Monitoring, Security Coordination & Reporting

• Monitor infrastructure health, performance, and alerts using enterprise tools (e.g., Splunk, Tenable, IronPort, or equivalent).
• Assist with vulnerability management coordination by reviewing findings, tracking remediation, and maintaining dashboards in collaboration with system owners.
• Translate technical information into clear, actionable summaries for diverse audiences, including executive leadership.
• Support incident response activities and coordinate with partner agencies or managed service providers during investigations or escalations.

Compliance, Documentation & Continuous Improvement

• Support adherence to state, NIST, and PCI-aligned standards by documenting processes, controls, and exceptions related to systems and cloud infrastructure.
• Contribute to audit preparation, evidence collection, and compliance reporting.
• Champion secure and efficient technology practices across IT and business units, balancing innovation with governance.

Minimum Qualifications

• 5+ years of experience in system administration or cloud engineering within hybrid environments.
• Extensive knowledge of Microsoft 365, Entra ID, Windows Server, and AWS storage services (S3, Glacier, Intelligent Tiering).
• Demonstrated ability to design and implement automation, monitoring, or integration scripts using PowerShell, Python, or equivalent tools.
• Experience integrating and supporting enterprise SaaS platforms and SSO/IAM solutions.
• Experience with cloud lifecycle management, cost optimization, or hybrid storage automation.
• Working knowledge of vulnerability management, SIEM, or related monitoring tools (e.g., Tenable, Splunk, IronPort, Cloudflare).
• Understanding of security best practices including encryption, access control, and patch management.
• Familiarity with compliance frameworks such as NIST, PCI DSS, CIS, or ISO 27001.
• Excellent documentation and communication skills, with the ability to translate complex technical concepts for diverse audiences.
• Strong problem-solving and analytical skills with a focus on continuous improvement.

Desired Qualifications

• Experience evaluating AI tools or emerging technologies for compliance, privacy, or ethical risks.
• Expertise in AWS S3 Bucket, lifecycle, and IAM policies as well as AWS Billing Console and advanced cost reporting.
• Experience coordinating or supporting IT security reviews, exception workflows, or audit responses.
• Familiarity with single tenant multi-agency state government IT environments, policies, and collaboration.
• Relevant industry certifications (e.g., Microsoft, AWS, CompTIA, ISC2, or ITIL) preferred.

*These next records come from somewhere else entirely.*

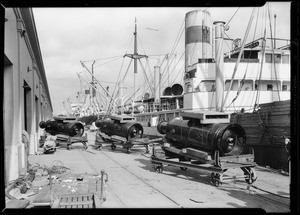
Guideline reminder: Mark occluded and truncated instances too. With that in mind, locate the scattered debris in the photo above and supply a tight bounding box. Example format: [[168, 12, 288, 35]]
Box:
[[190, 198, 204, 203]]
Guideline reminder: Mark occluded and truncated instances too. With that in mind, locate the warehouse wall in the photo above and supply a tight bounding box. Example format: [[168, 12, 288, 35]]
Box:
[[3, 8, 52, 182]]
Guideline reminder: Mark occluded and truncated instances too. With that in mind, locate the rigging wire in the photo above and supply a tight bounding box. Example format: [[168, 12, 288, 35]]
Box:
[[268, 4, 280, 101], [107, 36, 134, 112], [227, 8, 240, 25], [82, 56, 123, 63], [162, 52, 185, 86], [225, 7, 259, 110], [94, 57, 122, 68], [253, 6, 267, 111]]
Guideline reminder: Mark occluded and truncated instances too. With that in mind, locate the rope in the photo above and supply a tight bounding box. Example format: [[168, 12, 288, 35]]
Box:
[[268, 4, 280, 101], [227, 8, 240, 25], [225, 8, 259, 110]]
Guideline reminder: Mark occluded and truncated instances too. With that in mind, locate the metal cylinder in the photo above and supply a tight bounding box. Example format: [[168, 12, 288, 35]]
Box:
[[156, 121, 168, 134], [163, 87, 172, 96], [39, 119, 84, 137], [157, 118, 246, 156], [172, 84, 183, 96], [95, 118, 144, 140], [185, 10, 215, 72]]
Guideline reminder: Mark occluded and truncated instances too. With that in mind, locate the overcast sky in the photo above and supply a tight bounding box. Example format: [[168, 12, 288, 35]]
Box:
[[33, 2, 290, 115]]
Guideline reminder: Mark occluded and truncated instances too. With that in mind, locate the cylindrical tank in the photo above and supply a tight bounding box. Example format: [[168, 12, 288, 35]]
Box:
[[172, 84, 183, 96], [95, 118, 144, 140], [163, 87, 172, 96], [39, 119, 84, 137], [157, 118, 246, 156]]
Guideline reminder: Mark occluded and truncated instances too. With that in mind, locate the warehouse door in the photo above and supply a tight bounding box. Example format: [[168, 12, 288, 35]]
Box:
[[23, 81, 32, 134]]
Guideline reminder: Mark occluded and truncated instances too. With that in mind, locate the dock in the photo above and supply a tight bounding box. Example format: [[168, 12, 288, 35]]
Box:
[[4, 131, 290, 212]]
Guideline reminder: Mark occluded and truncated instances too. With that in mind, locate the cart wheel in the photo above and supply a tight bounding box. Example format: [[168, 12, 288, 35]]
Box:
[[245, 167, 257, 184], [154, 165, 164, 173], [145, 145, 149, 154]]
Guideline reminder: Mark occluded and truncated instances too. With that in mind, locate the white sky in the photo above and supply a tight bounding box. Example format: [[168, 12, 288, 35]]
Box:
[[33, 2, 290, 115]]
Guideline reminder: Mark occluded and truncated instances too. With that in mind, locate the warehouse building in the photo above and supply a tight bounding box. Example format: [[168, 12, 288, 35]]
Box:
[[1, 8, 53, 183]]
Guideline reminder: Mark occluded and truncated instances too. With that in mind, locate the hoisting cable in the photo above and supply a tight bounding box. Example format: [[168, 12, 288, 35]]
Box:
[[253, 6, 266, 112], [139, 59, 153, 93], [221, 8, 256, 110], [268, 4, 280, 101], [227, 8, 240, 25], [225, 7, 259, 110]]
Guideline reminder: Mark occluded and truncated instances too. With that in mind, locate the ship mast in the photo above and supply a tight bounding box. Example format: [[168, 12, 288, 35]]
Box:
[[124, 18, 148, 116]]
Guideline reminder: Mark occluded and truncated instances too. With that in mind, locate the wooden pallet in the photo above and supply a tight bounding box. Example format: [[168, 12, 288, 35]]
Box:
[[51, 193, 95, 208]]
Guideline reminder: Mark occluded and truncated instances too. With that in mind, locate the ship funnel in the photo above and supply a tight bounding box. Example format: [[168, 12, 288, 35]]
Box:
[[172, 84, 183, 96], [144, 93, 150, 99], [163, 87, 172, 96]]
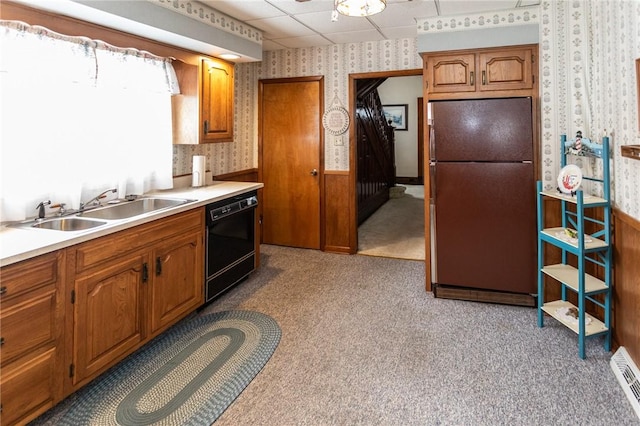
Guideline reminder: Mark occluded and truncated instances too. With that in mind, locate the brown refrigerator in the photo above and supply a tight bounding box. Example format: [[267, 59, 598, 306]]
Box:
[[429, 97, 537, 295]]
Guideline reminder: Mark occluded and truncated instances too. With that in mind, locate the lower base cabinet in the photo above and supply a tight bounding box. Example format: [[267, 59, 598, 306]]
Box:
[[0, 207, 204, 425], [68, 209, 204, 391], [0, 250, 65, 425]]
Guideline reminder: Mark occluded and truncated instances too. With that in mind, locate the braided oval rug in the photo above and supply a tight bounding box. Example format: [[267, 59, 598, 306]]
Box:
[[33, 311, 281, 426]]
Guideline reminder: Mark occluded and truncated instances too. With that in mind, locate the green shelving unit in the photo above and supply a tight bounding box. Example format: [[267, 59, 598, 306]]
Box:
[[537, 135, 612, 359]]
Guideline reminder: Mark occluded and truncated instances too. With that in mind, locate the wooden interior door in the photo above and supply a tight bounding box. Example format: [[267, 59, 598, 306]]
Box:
[[259, 77, 324, 249]]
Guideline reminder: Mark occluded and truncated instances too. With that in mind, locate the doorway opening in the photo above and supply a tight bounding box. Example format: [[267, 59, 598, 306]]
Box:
[[349, 69, 426, 260]]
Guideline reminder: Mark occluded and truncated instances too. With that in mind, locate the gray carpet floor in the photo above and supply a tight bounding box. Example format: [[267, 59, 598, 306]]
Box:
[[358, 185, 425, 260], [202, 245, 640, 426]]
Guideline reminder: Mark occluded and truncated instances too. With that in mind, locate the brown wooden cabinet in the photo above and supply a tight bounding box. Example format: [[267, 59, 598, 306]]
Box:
[[70, 251, 149, 385], [0, 251, 65, 425], [200, 59, 233, 142], [150, 232, 204, 334], [68, 209, 204, 391], [423, 45, 537, 99], [172, 58, 234, 144]]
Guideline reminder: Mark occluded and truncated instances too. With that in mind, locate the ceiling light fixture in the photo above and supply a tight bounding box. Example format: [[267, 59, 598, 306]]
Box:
[[218, 53, 240, 60], [335, 0, 387, 17]]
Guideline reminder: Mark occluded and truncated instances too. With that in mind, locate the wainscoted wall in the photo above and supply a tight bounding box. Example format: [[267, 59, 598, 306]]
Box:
[[613, 209, 640, 366]]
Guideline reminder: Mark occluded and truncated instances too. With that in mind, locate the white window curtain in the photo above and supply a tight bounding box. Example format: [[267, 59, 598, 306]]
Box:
[[0, 21, 177, 221]]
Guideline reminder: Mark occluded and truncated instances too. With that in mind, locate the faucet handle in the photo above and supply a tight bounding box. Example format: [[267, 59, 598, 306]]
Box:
[[36, 200, 51, 219], [49, 203, 67, 216]]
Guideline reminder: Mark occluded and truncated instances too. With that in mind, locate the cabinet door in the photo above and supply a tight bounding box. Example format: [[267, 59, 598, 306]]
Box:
[[73, 254, 150, 385], [0, 348, 56, 425], [425, 53, 476, 93], [150, 231, 204, 334], [200, 59, 233, 142], [478, 49, 533, 91]]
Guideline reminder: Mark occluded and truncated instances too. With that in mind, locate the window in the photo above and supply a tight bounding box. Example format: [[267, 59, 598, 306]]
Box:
[[0, 21, 177, 221]]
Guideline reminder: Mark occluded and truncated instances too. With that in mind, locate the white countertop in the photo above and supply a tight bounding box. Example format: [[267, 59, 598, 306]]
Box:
[[0, 181, 264, 266]]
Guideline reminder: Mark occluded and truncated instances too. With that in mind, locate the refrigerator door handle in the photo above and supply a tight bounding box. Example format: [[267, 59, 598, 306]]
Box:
[[429, 124, 436, 162], [429, 161, 436, 206]]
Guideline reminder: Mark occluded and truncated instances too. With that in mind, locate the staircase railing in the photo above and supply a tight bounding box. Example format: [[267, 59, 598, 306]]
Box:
[[356, 80, 396, 223]]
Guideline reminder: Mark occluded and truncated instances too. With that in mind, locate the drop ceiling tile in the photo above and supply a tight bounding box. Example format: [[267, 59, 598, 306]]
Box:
[[326, 30, 384, 44], [440, 0, 518, 16], [265, 0, 333, 15], [369, 0, 438, 28], [247, 16, 314, 39], [296, 11, 374, 34]]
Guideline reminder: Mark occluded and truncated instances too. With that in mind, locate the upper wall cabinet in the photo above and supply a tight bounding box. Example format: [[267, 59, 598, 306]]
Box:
[[172, 58, 234, 145], [423, 46, 537, 97]]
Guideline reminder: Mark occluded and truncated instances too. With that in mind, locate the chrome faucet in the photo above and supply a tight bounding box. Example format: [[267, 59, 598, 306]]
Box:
[[36, 200, 51, 219], [80, 188, 118, 211]]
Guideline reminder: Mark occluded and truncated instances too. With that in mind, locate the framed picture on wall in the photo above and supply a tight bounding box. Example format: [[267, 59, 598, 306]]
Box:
[[382, 104, 408, 130]]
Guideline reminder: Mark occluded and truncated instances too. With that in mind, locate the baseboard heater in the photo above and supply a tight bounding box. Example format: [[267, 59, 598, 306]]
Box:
[[609, 346, 640, 418], [431, 283, 537, 307]]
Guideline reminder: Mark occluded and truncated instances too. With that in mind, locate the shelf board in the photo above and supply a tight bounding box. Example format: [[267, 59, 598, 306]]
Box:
[[540, 191, 608, 207], [542, 263, 609, 294], [542, 300, 608, 336], [542, 227, 608, 251]]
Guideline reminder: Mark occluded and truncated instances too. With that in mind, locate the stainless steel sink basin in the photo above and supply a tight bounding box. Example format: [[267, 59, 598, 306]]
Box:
[[29, 217, 107, 231], [79, 197, 191, 220]]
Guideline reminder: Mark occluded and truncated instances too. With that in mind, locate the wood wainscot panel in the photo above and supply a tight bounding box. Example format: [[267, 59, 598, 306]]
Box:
[[322, 171, 357, 254], [613, 209, 640, 365]]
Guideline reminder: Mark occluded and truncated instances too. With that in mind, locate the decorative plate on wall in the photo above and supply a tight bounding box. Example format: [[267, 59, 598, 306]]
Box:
[[322, 106, 349, 136], [558, 164, 582, 194]]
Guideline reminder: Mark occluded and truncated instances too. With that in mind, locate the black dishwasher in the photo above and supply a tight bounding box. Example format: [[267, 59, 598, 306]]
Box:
[[205, 191, 258, 303]]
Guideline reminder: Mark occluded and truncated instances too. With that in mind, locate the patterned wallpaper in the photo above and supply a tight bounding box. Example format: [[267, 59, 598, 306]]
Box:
[[540, 0, 640, 220], [174, 0, 640, 220]]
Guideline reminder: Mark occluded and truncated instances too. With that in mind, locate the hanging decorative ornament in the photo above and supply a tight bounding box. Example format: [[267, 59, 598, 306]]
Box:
[[322, 105, 349, 136]]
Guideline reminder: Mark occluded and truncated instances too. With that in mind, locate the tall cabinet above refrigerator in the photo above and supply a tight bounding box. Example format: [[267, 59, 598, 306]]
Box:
[[428, 97, 536, 306]]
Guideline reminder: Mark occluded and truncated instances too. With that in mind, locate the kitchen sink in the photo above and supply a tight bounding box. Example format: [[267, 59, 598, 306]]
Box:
[[79, 197, 192, 220], [29, 217, 107, 231]]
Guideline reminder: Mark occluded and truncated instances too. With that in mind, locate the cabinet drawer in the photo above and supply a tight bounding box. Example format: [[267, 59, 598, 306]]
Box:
[[75, 207, 204, 272], [0, 291, 56, 365], [0, 349, 55, 425], [0, 252, 61, 302]]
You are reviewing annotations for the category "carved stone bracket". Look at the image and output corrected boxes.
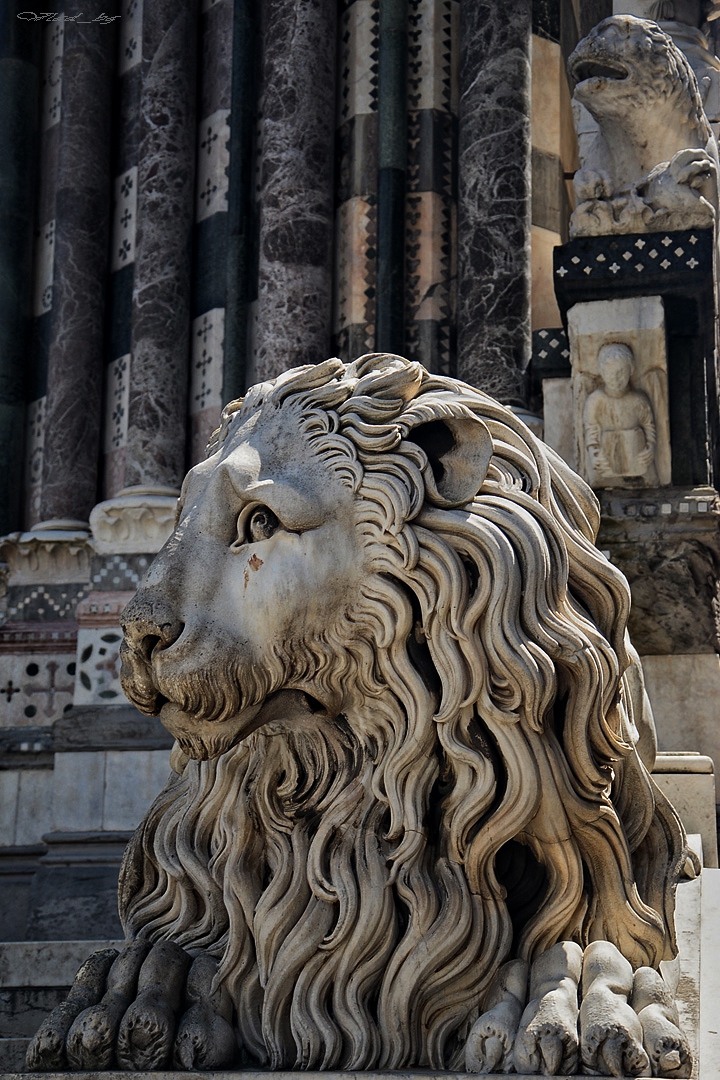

This is a hybrid position requiring on-site work at the WHS HQ 1 3 days per week depending on project and operational needs. WHS is located in downtown Madison on the UW Madison campus, with nearby public parking, transit, and bike access. Remote work may be permitted on a scheduled basis after onboarding.

Candidates must be Wisconsin residents or willing to relocate prior to starting employment. Regular commuting expenses are not covered by WHS.